Denitrification, the respiratory reduction of nitrate to gaseous products, is an important component of the nitrogen cycle. Complete denitrification requires the sequential action of four enzymes: nitrate reductase, nitrite reductase, nitric oxide (NO) reductase, and nitrous oxide (N2O) reductase (8, 9, 13). Respiratory nitrite reduction to NO is catalyzed by a copper nitrite reductase (NirK) or a cytochrome cd1 nitrite reductase (NirS). Since denitrification is widespread among microorganisms belonging to phylogenetically distinct groups of Bacteria and Archaea, functional genes, e.g., nirK and nirS, have been used as markers in ecological studies of marine sediments and soil (cf. references 1 and 2).

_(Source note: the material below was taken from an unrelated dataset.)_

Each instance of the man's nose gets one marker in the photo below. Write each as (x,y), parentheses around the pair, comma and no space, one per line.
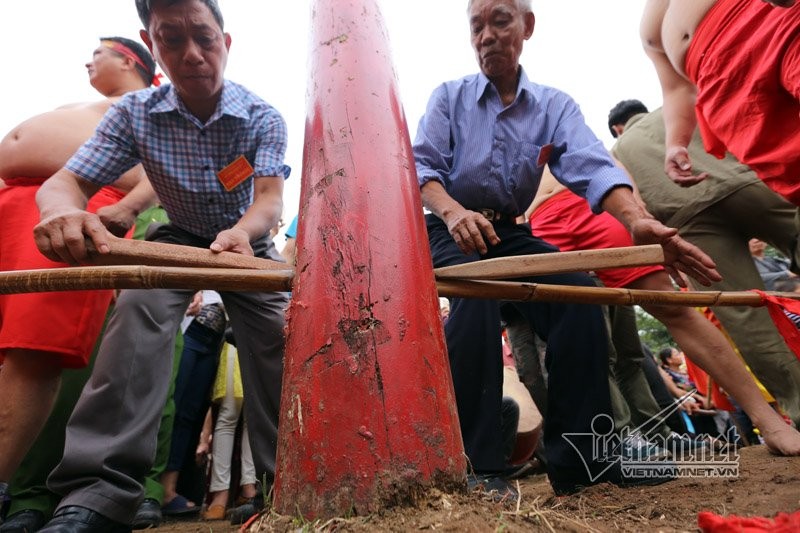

We used nirS and nirK as gene markers to study the denitrifier ecology in reactors being developed for high-rate nitrate removal from wastewater. Previous work demonstrated that an upflow anaerobic sludge blanket denitrifying reactor could be developed with the denitrifiers retained in granules for a high-rate process (5, 6). In this work, two upflow anaerobic sludge blanket laboratory-scale reactors (reactors 1 and 2) were running in parallel but seeded with different inocula. During 2 years of reactor operation, 20 strains were isolated at different times from terminal most-probable-number denitrifier tubes and from direct tryptic soy agar (TSA; Difco) plates (5, 6). Ten of these strains, isolated from both reactors at different reactor operation times, presented the same amplified 16S rRNA gene restriction fragment length polymorphism (RFLP) profile and single-strand conformational polymorphism peak (5, 6). Two of these strains (strains 27 and 28), isolated from reactors 1 and 2, respectively, at 12 weeks of operation, were selected and characterized by 16S rRNA gene sequence analysis as belonging to the genus Thauera (5, 6). A high level of DNA-DNA homology between the strains suggested that both belong to the same species (6). This result suggests that organisms belonging to the Thauera genus persisted in the reactors throughout 1 year of operation.
In the present work, the diversity of nitrite reductase genes was studied in the Thauera isolates. Surprisingly, two different nirS gene sequences were found in 9 of the 10 strains. The aim of this work was to characterize both genes and to study their expression in strain 27, the strain carrying both genes.
Nitrite reductase genes analysis from denitrifying isolates.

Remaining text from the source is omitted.